Since the beginning of times, AMO has been using unique localization format codenamed as “monopo”. It bases on gettext, but instead of using string in source language as an ID:
msgid "What's your name?"
msgstr "¿Cómo te llamas?"
it uses a unique identifier as an ID and lists places where the entity is used in a comment above it:
#: views/addons/policy.thtml:78 views/addons/policy.thtml:79
msgid "test_whats_name"
msgstr "¿Cómo te llamas?"
This customization makes the PO file work very differently. You cannot localize using your po file only – you don’t know the source string you’re translating, so you need to have en-US file and your file and compare them. But the greater issue is an incompatibility of such format with most Gettext tools and libraries.
Gettext is probably the most popular localization format in the open source world. In result, over years, huge number of localization tools, libraries and API’s to languages has been created in order to simplify and support localization efforts. Due to the po->monopo switch AMO localizers were limited in their choice and even internally, AMO equivalents of get_entity function (named ___() and n___() for plurals) were pretty complex.
What once served us well, was not the choice we wanted to keep forever and by the power of bugzilla I have been assigned to challenge the status quo.
At the beginning there was darkness and lightning, all across the Earth… ekhm, not this one.
This hydra had four heads and all of them had to be attacked simultaneously in order to minimize the SNAFU window while in transition:
- AMO localization code has been crafted to work with monopo
- AMO templates and code has been calling for entities by the unique id – ___(‘test_whats_name’) instead of ___(‘What’s your name’)
- AMO localization files were written using the monopo syntax
- Our toolchain (like export-po.py or Verbatim) was customized to work with monopo
Wrt. the format, we decided to switch to normal gettext and keep context where needed (for example when there are multiply strings with the same english name – in order to avoid duplication).
On the 6th of August I had the weapons ready and Wil Clouser decided to make the switch before the next AMO release giving us little but 3 days to switch. Brave man he is.
We did the switch and on the 13th od August the first battle was called. We won on all fronts except the templates switch which against the plan happened to remove context reference from the function call.

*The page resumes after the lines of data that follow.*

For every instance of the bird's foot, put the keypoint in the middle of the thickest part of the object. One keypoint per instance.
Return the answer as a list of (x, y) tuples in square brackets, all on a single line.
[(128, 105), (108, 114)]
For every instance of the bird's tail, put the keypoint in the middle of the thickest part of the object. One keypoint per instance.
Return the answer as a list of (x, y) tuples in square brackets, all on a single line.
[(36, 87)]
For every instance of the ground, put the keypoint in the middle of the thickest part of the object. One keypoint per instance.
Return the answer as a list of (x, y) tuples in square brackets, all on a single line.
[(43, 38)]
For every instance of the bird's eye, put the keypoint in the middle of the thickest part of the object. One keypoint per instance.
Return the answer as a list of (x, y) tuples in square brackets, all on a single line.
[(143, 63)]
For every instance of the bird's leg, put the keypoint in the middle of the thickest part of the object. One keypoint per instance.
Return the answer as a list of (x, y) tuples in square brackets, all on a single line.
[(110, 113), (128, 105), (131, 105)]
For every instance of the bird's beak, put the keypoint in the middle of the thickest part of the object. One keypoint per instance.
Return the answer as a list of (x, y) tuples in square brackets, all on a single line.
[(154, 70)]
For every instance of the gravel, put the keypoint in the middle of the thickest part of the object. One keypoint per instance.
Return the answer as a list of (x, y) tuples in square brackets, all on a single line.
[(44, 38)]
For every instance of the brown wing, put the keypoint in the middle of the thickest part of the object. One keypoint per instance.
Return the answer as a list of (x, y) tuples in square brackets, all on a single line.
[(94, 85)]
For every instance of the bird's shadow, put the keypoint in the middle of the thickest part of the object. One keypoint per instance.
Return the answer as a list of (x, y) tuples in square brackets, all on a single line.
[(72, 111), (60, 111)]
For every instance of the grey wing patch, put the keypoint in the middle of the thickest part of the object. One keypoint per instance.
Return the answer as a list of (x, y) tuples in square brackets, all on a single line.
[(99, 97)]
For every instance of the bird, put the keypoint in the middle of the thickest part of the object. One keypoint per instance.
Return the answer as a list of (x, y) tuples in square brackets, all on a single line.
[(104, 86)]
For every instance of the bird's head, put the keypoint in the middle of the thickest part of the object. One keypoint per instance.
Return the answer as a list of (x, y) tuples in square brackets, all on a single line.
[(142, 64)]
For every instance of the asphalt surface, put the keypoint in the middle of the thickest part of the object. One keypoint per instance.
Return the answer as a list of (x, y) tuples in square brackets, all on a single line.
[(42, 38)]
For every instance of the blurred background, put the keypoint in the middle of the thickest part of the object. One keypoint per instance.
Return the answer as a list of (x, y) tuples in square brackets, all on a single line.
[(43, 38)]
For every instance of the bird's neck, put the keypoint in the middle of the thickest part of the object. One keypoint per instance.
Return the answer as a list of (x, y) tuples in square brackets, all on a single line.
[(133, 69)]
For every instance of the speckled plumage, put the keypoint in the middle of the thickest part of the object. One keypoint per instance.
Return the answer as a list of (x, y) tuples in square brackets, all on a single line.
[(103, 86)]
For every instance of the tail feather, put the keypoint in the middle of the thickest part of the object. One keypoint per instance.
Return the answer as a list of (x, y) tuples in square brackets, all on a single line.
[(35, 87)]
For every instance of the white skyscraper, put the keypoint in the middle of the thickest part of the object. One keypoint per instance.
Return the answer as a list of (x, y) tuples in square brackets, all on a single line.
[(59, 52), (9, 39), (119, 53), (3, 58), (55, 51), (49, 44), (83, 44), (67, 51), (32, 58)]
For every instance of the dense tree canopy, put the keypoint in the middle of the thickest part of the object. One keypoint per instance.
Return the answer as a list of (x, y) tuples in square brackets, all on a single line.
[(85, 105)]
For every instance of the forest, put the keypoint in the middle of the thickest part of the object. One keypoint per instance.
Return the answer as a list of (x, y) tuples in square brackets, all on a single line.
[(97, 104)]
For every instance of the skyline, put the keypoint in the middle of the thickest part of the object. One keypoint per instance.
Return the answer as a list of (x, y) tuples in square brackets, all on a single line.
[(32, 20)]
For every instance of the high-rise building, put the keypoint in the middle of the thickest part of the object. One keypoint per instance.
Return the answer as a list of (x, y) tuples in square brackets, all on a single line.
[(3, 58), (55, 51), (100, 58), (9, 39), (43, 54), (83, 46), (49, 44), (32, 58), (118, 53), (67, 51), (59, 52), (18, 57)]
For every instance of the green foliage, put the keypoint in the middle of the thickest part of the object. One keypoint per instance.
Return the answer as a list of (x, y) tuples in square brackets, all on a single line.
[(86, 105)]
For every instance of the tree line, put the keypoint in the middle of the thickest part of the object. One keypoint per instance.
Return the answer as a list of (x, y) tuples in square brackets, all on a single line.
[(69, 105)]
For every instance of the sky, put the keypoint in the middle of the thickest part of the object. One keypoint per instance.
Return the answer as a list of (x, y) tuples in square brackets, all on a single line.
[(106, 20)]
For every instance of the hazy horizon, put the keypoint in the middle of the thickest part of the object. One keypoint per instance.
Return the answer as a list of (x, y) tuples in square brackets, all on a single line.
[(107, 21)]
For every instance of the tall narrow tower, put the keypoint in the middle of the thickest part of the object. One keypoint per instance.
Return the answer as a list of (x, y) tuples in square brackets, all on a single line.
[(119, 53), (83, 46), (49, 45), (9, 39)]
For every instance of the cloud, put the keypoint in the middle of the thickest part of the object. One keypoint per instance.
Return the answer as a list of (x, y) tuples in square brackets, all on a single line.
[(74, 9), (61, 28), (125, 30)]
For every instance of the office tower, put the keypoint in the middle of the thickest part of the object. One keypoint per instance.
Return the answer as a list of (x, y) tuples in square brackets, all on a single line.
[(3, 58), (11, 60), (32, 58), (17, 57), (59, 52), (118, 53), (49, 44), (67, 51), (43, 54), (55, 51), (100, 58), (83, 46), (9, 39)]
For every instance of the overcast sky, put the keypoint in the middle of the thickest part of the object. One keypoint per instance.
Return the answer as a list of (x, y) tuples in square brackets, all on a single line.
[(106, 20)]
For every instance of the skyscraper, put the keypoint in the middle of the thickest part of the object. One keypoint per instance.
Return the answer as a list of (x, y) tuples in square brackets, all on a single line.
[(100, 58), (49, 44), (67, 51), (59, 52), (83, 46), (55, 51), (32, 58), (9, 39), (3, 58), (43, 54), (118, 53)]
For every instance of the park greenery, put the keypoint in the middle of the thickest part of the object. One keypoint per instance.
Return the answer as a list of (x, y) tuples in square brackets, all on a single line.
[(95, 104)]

In result in a few places where we kept the context we did not ask for it. So instead of ___(‘What’s your name?’, ‘test_whats_name’) we had only ___(‘What’s your name?’). This call did not work because in the .po file we had both, context and ID (and we cannot get the ID without a context in such case).

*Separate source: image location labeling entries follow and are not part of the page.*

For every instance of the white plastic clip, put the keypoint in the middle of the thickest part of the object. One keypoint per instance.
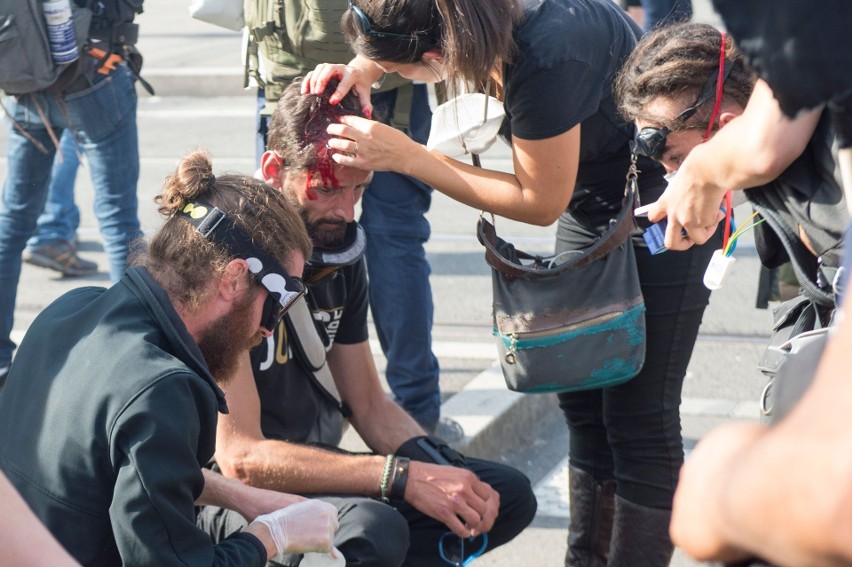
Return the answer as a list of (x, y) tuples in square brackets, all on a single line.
[(718, 269)]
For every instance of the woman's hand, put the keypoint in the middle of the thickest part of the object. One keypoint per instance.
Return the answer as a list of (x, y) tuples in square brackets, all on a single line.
[(691, 210), (371, 145), (360, 78)]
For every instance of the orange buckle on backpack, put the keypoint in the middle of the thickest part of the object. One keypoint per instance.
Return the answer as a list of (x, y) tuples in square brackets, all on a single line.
[(106, 61)]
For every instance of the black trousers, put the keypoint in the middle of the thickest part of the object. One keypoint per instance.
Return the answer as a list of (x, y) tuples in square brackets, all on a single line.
[(375, 534), (631, 432)]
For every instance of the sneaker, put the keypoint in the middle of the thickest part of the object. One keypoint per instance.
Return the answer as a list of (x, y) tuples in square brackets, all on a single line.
[(60, 256), (448, 430)]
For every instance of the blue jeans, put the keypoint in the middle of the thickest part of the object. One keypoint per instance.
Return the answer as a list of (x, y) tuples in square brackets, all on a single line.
[(103, 119), (393, 213), (61, 216)]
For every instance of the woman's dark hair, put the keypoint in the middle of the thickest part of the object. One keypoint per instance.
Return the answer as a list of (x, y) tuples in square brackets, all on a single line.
[(675, 61), (297, 129), (183, 261), (473, 36)]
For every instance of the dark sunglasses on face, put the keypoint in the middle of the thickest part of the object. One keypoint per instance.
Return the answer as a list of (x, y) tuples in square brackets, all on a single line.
[(367, 26), (276, 304), (651, 141)]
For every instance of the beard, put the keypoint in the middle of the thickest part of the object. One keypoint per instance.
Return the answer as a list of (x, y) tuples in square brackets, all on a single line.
[(328, 234), (226, 338)]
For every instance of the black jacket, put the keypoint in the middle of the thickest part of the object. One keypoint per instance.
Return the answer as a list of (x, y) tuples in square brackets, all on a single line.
[(107, 415)]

Yesterday I finished crafting a new weapon to fix this. The plan was to take en_US po file, iterate through all templates and PHP files in AMO code and check if the entity ID matches one from en_US po file and if the po file entity has context. If this is the case, then replace the function call with a new one containing context.

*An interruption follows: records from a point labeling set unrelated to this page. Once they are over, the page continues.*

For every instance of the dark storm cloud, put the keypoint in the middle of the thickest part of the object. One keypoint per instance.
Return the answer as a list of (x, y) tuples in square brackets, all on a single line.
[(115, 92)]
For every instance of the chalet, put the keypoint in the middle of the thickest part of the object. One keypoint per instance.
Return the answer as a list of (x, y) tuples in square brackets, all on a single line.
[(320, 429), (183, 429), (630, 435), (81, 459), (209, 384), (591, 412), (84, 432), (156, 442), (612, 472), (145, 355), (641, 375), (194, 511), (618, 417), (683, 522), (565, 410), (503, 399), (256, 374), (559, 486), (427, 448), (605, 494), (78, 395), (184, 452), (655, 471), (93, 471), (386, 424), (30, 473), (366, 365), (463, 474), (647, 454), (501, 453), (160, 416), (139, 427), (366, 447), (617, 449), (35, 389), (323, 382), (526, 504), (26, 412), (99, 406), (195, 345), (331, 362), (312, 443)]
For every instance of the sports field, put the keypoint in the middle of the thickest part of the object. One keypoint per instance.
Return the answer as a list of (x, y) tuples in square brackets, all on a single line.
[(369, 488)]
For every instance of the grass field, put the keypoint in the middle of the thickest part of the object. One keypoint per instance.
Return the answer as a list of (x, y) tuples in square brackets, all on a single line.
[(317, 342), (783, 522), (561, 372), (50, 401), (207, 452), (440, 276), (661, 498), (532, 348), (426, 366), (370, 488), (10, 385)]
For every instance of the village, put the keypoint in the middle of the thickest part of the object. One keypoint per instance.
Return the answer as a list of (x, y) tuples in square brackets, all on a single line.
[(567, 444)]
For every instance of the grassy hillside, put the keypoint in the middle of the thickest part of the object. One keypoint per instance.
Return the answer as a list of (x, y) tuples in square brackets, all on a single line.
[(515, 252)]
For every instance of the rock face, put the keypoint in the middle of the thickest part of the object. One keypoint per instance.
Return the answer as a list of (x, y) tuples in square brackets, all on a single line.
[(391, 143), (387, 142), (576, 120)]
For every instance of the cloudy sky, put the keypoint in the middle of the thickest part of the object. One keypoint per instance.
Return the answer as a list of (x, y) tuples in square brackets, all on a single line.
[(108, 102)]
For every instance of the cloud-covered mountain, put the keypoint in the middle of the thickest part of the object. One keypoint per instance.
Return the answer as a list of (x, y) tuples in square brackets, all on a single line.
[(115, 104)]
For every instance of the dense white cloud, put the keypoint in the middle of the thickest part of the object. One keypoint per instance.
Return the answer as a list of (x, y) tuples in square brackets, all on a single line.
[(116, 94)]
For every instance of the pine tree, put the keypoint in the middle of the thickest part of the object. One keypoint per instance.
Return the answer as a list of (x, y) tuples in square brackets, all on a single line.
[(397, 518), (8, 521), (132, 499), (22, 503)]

The only remaining issue was that what we tried to fix were the cases in our entity pool that had multiply ID’s identified by context only. And in this case we were using ID to match entity from PO file with an entity from the code. How do we know if we matched the right entity?
Consider the following case. We have an entity with id “Recover your password”. It may be a window title, a link to a recovery tool or title of an email. It may be translated differently depending on the context (and it would be translated differently in Polish) so we want to have multiple entities here. Since Gettext uses english string as an ID we cannot have 3 entities with the same ID so we need to add what’s called msgctxt. It looks like this:
msgctxt "email_title"
msgid "Recover your password"
msgstr "Odzyskaj hasło"
msgctxt "tools_link"
msgid "Recover your password"
msgstr "Odzyskiwanie hasła"
Now, in the broken template file we have ___(‘Recover your password’) and we need to match it to one of the entities to replace it with ___(‘Recover your password’, ‘tools_link’). But how do we get the right entity?
Fortunately, we were storing source comments for each entity which gave us a list of template files in which the entity has been used. And we preserved this while transiting. It looked like this:
#: views/addons/policy.thtml:78 views/addons/email.thtml:19
msgctxt "email_title"
msgid "Recover your password"
msgstr "Odzyskaj hasło"
#: views/addons/menu.thtml:28 views/addons/layout.thtml:79
msgctxt "tools_link"
msgid "Recover your password"
msgstr "Odzyskiwanie hasła
Now, we just took the comment, extracted files from it and made sure that the template file we’re fixing is on the list of files extracted from the comment. If it did, we’re using the right entity. If not, try the next one.
With this script in hand, last night we did the final switch, marked the bug as fixed and are open for last commits before the new AMO release!
The whole thing was possible thanks to L10n-drivers team and Addons team cooperation and Wil Clouser’s decision not to hit the nail on the head. Since today, AMO is a quite canonical gettext project 🙂
What’s next?
We’ll now work on tools (like extract-po.py) to regain the ability to narrow localization sections. Previously one could use the ID to find out which entities are from statistics or editor sections and deprioritize them. Now we’ll try to give him that info while extracting entities.